As soon as I was tall enough to reach the cash register, I went to work. Sure, I could have been doing regular kid stuff, but I learned quickly that when my parents were busy, it was easy to grab a Tootsie Roll or some bubble gum. Too easy.
Throughout my childhood, my mom took me to Trenton, Georgia for annual dental check-ups from Dr. Ray Ridge. He was a kind fellow, and I actually looked forward to those visits. Twice each year Dr. Ridge would scrape away the effects of my daily sugar intake.
When I became old enough to drive, I switched to a dentist in Scottsboro, Alabama, named Dr. Ralph Sheppard. My visits to his office concealed an ulterior motive. I had become obsessed with becoming a radio announcer, and he owned the local FM radio station. In my dreams, I imagined him looking deep into my mouth proclaiming, “This is the throat of a disc jockey! Put him on the radio, now!” Despite my dental chair auditions, he only seemed interested in cleaning, filling, and flossing.
Then came the dark years. As I hit my twenties, and was out from under my parents’ watchful eyes, I avoided the dentist. For about ten years, I made excuses and told outright lies when my mother questioned me about dental care. After all, I figured my teeth would last forever, and I found more enjoyable ways to spend money.
Around the time I hit thirty, it became evident that my lazy approach to dental hygiene was not getting the job done.
My mother had gotten to the point in her life where she was totally honest. Up until then, she was totally positive about me. “You look so handsome today!” “Look at that wavy hair!” And then one day, the truth came out. “Why aren’t your teeth straight anymore?” I looked in the mirror that night. She was right.
So I shopped around. “Know any painless dentists?” I asked a few co-workers. One dentist came highly recommended, and he even had the sign “Painless Dentist” on his door. He soon began salvaging the wreckage inside my mouth. Mom was on target about those crooked teeth. At the age of 35, I had to wear braces. My new dentist was laying down the law. “You’re on TV, right?” “Yes sir, I am.” “Then, take better care of your teeth!” It made sense.
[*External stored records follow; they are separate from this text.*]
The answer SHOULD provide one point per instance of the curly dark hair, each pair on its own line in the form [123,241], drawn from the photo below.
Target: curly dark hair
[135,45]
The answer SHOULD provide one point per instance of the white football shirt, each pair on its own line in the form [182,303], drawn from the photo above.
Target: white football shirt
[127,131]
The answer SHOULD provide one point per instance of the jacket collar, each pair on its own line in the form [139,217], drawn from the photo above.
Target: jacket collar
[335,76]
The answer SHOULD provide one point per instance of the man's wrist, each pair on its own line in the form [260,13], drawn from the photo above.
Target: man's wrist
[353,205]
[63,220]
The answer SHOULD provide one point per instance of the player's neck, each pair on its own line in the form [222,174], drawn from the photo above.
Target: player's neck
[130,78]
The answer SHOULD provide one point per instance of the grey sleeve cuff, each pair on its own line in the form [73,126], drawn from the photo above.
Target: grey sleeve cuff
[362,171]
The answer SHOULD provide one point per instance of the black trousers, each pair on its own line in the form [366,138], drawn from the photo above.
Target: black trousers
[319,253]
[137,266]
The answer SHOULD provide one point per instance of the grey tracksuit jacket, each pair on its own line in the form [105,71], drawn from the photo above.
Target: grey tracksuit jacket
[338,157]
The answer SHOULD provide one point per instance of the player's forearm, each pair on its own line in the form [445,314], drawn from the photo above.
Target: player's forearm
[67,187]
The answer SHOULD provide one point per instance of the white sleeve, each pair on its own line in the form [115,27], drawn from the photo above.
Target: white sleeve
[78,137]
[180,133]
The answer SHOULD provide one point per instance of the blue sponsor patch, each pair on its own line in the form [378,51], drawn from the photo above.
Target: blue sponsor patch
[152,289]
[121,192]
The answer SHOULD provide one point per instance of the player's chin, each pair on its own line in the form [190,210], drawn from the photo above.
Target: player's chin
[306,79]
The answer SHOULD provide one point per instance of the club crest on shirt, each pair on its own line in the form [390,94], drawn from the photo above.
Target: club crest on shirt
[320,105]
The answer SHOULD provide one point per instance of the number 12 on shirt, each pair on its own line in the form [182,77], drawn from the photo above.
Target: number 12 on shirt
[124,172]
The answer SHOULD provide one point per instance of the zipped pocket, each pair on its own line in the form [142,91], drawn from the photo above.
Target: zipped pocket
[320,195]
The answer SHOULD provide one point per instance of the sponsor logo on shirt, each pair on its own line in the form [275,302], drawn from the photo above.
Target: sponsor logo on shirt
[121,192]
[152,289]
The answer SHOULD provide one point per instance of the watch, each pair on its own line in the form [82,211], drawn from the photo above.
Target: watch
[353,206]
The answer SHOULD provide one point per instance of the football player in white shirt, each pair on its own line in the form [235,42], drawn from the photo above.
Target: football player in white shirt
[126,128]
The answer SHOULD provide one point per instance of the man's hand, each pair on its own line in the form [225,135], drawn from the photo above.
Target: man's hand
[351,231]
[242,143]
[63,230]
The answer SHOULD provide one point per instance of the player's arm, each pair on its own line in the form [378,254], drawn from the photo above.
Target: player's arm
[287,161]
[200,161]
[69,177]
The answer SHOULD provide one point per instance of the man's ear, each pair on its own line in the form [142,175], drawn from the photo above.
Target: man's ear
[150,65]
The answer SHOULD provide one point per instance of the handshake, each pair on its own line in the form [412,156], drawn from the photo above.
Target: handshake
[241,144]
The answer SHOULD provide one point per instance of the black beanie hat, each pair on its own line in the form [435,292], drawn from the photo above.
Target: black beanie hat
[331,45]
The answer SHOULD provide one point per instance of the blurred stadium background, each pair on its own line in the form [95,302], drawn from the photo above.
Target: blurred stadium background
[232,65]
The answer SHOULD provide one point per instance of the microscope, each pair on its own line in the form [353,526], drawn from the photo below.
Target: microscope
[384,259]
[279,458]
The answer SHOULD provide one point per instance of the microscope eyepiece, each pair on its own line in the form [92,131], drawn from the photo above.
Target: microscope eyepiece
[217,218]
As for the painless dentist part, after I shrieked in pain, I said, “I thought you were a painless dentist!” He paused and said, “I didn’t feel a thing.”
I later switched to an older dentist. Miraculously, it seemed for many years, my check-ups were joyous occasions. An assistant would clean my teeth, and the elderly doc would come in, take a quick look inside, and mumble, “Everything looks good.” I was free to go.
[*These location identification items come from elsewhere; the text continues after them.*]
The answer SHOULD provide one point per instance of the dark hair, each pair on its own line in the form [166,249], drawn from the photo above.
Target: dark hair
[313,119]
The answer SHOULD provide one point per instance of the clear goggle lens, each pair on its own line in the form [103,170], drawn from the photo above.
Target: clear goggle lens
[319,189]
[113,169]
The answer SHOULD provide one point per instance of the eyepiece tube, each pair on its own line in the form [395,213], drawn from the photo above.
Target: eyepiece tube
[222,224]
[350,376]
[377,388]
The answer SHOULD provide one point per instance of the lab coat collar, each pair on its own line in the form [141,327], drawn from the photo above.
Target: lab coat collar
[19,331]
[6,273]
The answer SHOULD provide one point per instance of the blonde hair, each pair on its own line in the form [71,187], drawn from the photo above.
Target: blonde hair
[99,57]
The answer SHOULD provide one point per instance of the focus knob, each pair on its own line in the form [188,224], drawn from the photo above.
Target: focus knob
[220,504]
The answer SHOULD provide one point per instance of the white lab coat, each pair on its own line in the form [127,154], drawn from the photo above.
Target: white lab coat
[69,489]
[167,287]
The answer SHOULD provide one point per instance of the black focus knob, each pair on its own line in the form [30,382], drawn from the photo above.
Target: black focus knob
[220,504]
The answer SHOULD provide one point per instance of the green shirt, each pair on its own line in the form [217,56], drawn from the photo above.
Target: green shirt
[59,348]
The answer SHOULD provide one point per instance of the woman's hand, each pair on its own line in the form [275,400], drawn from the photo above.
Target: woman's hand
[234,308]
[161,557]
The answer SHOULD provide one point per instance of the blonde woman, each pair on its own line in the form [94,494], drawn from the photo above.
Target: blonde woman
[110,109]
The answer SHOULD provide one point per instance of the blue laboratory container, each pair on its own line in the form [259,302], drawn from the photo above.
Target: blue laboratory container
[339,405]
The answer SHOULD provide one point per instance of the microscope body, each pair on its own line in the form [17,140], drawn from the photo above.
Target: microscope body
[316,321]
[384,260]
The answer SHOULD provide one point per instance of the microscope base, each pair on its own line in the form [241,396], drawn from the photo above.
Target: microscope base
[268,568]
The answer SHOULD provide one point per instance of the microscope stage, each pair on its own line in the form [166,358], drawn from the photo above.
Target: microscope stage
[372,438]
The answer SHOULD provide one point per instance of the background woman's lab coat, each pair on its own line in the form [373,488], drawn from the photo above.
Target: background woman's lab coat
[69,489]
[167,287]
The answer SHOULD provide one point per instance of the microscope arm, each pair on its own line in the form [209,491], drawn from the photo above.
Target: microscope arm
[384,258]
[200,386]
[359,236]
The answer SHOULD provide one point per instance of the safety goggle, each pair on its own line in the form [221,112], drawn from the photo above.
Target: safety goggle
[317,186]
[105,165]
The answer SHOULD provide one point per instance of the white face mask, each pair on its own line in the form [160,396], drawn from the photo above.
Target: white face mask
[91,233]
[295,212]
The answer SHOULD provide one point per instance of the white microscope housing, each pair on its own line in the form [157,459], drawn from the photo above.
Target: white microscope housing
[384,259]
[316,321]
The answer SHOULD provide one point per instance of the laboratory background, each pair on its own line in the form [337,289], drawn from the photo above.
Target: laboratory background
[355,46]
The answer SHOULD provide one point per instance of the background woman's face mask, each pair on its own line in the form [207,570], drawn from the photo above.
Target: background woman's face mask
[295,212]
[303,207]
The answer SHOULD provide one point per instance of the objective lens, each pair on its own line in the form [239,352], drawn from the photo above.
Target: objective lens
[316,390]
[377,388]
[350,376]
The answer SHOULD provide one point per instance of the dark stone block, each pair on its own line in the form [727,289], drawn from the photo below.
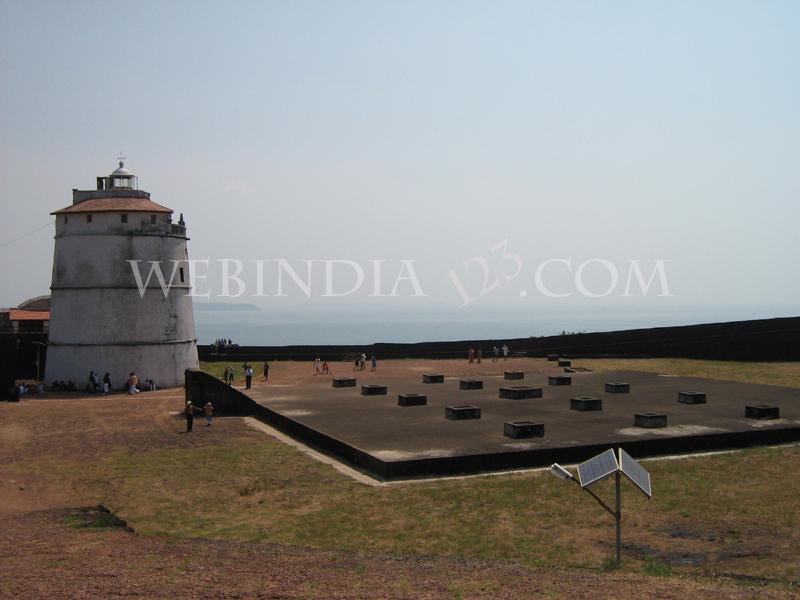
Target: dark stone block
[762,412]
[649,420]
[344,382]
[412,400]
[373,389]
[461,413]
[520,392]
[583,403]
[692,397]
[523,429]
[513,375]
[617,387]
[470,384]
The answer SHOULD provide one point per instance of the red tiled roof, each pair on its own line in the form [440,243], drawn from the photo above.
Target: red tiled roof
[15,314]
[114,205]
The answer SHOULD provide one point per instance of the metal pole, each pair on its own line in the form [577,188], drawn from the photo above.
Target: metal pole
[618,517]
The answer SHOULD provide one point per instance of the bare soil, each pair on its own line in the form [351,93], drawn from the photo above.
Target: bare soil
[52,544]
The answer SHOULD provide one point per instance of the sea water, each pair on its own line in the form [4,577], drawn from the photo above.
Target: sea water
[354,325]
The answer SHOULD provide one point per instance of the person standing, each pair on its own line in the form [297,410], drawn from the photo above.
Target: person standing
[133,382]
[208,409]
[188,412]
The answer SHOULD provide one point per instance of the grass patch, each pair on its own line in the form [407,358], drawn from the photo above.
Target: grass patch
[734,511]
[777,373]
[98,517]
[656,568]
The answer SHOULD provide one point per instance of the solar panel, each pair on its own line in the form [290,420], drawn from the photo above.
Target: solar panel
[597,468]
[635,472]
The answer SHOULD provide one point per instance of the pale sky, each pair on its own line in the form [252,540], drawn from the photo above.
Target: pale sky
[425,131]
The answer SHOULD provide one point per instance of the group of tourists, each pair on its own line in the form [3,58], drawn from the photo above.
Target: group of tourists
[476,355]
[229,374]
[222,345]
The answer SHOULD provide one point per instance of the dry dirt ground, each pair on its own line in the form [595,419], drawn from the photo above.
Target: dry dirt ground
[46,552]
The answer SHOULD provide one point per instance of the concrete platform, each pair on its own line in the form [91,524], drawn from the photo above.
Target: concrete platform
[390,442]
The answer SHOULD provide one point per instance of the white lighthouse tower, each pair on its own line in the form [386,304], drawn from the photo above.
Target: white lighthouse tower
[100,319]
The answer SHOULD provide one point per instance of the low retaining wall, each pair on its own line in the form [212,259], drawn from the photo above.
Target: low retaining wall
[202,387]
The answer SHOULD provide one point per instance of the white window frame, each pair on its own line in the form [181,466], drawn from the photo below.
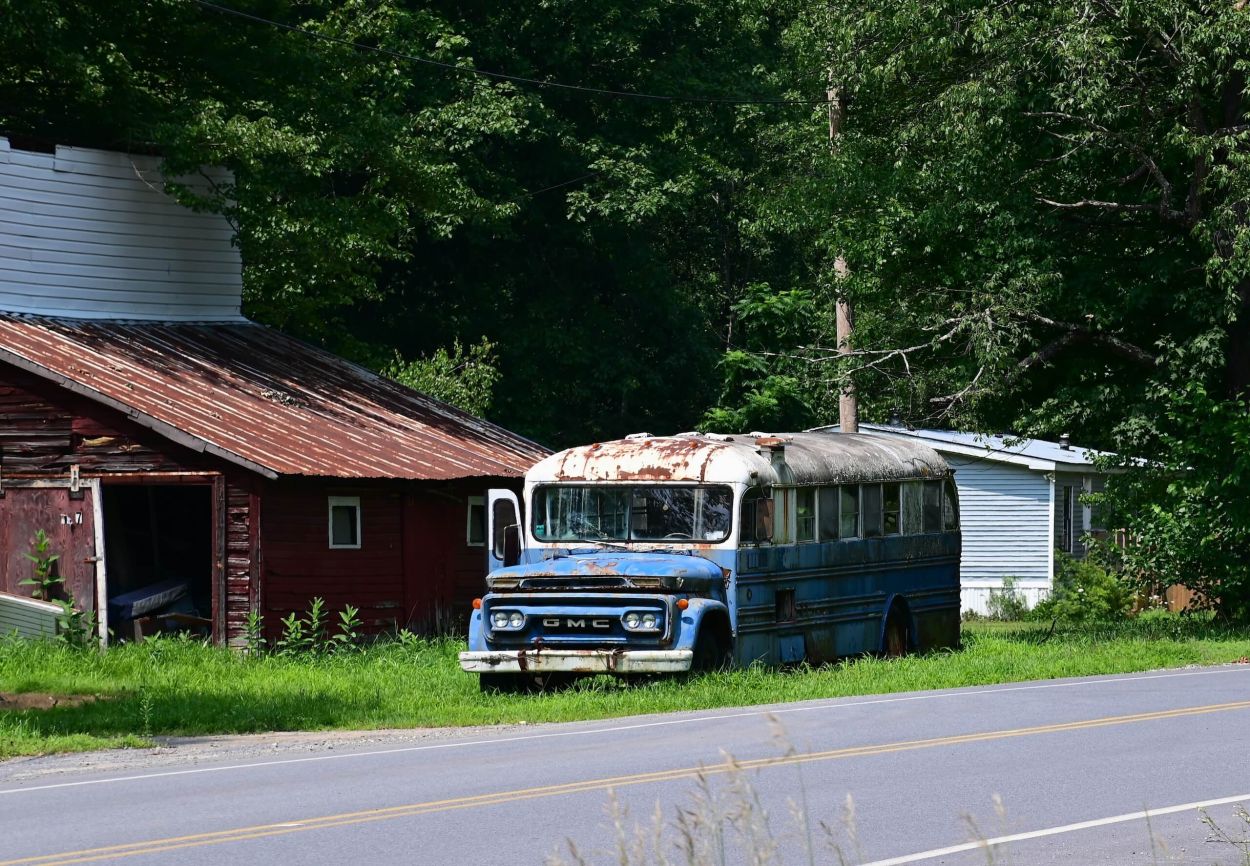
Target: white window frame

Unfortunately, things weren’t really so good. I detected some issues, so I switched dentists again. It turned out the old fellow had neglected some serious problems. It was back to the grind.
To this day, it’s a thrice-yearly round of poking and prodding. Occasionally, my dentist will lean in to his assistant, whispering something about a maxillary axial occlusion on the first cousin molar, twice removed, and say, “I’ve never seen anything like it, have you?” I feel certain those x-rays will soon be published in the The Journal of the American Dental Association.
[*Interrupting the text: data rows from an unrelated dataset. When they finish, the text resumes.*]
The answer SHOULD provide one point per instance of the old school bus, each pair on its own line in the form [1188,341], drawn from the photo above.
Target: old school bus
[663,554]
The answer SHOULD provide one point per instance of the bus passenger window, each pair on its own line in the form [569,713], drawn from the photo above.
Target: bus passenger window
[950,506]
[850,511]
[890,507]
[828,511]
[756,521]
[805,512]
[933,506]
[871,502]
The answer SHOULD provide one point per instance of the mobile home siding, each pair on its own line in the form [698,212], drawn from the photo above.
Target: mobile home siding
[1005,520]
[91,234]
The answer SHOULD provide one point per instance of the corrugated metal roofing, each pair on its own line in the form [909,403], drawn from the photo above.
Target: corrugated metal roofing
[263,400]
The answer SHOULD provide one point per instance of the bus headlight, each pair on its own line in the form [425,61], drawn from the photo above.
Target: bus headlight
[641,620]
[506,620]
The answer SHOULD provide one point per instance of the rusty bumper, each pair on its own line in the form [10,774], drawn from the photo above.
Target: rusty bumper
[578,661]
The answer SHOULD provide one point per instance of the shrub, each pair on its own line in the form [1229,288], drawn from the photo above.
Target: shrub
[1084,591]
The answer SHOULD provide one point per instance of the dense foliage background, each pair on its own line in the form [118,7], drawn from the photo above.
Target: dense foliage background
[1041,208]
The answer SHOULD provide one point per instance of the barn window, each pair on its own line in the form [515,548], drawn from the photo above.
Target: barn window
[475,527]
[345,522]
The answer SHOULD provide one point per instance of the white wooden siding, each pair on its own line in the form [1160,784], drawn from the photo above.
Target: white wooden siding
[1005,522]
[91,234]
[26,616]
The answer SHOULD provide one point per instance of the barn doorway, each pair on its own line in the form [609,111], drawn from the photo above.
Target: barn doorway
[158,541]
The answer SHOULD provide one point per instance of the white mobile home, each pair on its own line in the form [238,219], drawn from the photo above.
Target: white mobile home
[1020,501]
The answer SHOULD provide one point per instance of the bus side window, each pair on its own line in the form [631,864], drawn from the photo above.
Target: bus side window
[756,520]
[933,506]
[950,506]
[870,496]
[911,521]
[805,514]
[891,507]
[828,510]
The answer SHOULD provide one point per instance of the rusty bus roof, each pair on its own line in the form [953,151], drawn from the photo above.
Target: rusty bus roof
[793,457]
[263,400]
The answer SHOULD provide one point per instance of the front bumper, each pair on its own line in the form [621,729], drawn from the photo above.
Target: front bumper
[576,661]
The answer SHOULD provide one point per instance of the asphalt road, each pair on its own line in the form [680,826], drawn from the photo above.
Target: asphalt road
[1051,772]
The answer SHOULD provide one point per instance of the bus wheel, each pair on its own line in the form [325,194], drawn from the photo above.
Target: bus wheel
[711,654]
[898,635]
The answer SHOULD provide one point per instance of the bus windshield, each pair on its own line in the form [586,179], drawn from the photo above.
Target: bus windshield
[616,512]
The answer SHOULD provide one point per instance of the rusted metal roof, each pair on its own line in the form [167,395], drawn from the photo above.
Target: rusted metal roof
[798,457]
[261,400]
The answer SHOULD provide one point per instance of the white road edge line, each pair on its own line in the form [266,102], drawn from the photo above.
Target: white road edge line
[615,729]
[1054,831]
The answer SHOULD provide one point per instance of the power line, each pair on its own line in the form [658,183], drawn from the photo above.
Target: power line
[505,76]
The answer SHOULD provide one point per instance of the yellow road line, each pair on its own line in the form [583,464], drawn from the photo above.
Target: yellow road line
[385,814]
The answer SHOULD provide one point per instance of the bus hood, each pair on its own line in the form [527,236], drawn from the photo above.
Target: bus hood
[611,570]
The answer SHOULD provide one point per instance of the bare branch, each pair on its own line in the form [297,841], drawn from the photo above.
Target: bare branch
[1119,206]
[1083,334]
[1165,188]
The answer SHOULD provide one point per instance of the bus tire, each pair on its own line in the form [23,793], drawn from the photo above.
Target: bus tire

As for the pain, when it comes time to crown a tooth, they don’t even ask anymore. “Give him the gas,” the dentist says. For the next hour, I’m in toe-tingling heaven, grinning under the influence of nitrous oxide. Just recently, they started charging for it. I was too giddy to complain.
Someone asked me, “Have you ever had TMJ?” Nope, but I have definitely helped several dentists buy a new BMW.